Perhaps the most effective rhetorical weapon currently being wielded in this campaign is an appeal to a supposed precedent, namely, the legalization of interracial marriage in the earlier civil rights struggle. Indeed, we are being bombarded with propaganda to the effect that opposition to “gay marriage” is a form of outrageous “bigotry”, just like racism. In a decision several years ago that prompted last year’s ‘Proposition 8’ referendum, the California Supreme Court reasoned that just as that State’s prohibition of black-white marriage was ruled discriminatory and unconstitutional back in 1948, so now its existing prohibition of same-sex marriage should be overturned for the same reason.
However, there is a huge and glaring logical fallacy in this reasoning. The parallel with interracial marriage is patently false, because both before and after the 1948 decision, the State’s definition of what marriage is remained exactly the same as it had always been for millennia in Western civilization: the union of one man and one woman. The difference was simply that now, certain man/woman couples who had previously been barred access to that unchanging institution were now admitted to it.
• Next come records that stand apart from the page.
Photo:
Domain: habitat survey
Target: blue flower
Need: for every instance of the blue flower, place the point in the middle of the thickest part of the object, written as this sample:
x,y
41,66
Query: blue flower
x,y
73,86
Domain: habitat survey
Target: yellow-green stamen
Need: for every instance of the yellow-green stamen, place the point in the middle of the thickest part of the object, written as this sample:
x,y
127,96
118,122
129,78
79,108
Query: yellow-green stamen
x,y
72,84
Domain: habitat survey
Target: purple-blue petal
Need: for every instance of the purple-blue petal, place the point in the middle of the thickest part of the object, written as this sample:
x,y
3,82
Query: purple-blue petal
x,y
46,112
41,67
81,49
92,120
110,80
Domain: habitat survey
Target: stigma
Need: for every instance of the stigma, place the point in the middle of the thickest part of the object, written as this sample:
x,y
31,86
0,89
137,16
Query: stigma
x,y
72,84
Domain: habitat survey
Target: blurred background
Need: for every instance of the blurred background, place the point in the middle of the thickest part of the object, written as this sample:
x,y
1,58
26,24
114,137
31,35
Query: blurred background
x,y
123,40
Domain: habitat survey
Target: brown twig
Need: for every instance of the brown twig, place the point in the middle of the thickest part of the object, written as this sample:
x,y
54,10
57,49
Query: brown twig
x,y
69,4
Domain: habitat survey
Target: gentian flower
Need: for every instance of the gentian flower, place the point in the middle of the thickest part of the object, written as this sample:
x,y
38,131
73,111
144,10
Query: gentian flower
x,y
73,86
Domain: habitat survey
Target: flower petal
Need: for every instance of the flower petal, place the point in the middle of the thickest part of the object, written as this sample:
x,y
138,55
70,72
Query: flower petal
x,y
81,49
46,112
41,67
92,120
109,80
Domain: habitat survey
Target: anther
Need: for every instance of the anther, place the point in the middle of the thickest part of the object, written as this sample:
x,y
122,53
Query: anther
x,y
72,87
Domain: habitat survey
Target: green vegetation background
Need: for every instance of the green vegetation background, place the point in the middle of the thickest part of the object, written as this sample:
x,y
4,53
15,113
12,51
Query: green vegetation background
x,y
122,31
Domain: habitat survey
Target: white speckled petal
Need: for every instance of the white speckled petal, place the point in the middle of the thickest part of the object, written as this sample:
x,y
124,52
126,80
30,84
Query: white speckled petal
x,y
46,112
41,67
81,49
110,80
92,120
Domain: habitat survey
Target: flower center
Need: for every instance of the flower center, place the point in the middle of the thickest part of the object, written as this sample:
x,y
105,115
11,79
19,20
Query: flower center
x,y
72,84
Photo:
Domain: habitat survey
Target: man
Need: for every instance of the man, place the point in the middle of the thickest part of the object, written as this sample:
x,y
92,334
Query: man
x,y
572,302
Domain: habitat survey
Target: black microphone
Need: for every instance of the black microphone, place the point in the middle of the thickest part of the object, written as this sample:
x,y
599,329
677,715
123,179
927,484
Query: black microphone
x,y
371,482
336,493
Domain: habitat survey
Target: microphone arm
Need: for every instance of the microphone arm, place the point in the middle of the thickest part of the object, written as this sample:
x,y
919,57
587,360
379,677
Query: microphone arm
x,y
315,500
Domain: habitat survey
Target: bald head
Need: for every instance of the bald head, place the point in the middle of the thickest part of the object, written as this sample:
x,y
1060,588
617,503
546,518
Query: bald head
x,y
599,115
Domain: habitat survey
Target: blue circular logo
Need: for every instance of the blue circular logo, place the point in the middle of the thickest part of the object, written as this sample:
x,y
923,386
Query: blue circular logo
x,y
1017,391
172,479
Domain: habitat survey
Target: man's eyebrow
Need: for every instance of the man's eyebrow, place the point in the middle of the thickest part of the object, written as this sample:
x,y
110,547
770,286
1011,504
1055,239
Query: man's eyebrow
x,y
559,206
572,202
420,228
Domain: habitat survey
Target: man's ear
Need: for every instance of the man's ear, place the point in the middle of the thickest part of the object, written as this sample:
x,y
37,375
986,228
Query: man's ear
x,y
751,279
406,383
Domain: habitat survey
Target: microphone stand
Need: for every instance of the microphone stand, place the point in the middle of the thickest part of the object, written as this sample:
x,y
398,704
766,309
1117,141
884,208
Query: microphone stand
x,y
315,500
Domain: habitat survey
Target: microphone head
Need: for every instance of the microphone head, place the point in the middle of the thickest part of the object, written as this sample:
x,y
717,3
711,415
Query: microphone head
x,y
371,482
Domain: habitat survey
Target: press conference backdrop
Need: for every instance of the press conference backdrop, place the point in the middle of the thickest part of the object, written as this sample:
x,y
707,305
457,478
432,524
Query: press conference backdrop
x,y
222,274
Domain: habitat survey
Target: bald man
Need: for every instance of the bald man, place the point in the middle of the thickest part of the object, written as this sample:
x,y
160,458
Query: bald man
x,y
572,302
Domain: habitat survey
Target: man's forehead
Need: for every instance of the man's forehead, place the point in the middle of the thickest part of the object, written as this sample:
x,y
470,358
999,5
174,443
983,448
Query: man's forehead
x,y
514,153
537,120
In the same way, African-Americans were then being gradually admitted to schools, buses, etc., from which they were previously excluded, while those schools and buses themselves remained the same things they were before.
But with same-sex “marriage”, the institution bearing that title no longer remains the same thing it was before! Activist judges and leftist legislators have changed the very definition of marriage from “the union of a man and a woman” to “the union of one person and another person” (or, to use the delicately romantic phraseology chosen for Iowa’s new marriage certificates, “Partner A” and “Partner B”). Now, in order for a given law to constitute unjust discrimination, it has to be excluding people unreasonably from something for which they are in reality qualified. Hence, to show that laws disallowing same sex “marriage” constitute unjust discrimination, judges and legislators first need to prove that marriage is in reality (that is, independently of what the existing law says) something for which any two persons, regardless of gender, are qualified. But since in fact no religion, no culture, and no legislation anywhere on earth before the year 2000 ever even hinted that this was the case, these civil authorities have been unable to provide any such proof. To satisfy militant homosexual demands, therefore, they have therefore simply assumed what they needed to prove – a gigantic begging of the vital question! This capricious activism is not only absurd. It is also morally pernicious, not least because it logically opens the door for still further redefinitions of marriage, potentially expanding that word into a ‘big tent’ covering polygamy, incest, avowedly temporary unions and even bestiality. This would water down the very notion of “marriage” into something virtually meaningless.
Same-sex “marriage” is not something merely bad or undesirable, as racists considered black/white marriage to be. Rather, it is something impossible – a contradiction in terms. Homosexual couples can no more complain of “discrimination” and “inequality” in being denied admission to marriage than a violinist can complain of “discrimination” and “inequality” if he is denied admission to a brass band.
Fr. Harrison is scholar-in-residence at the Oblates of Wisdom Study Center, attached to St. Mary of Victories Church in downtown St. Louis.
(This article was published in the Saint Louis Review, July 24, 2009, p. 12.)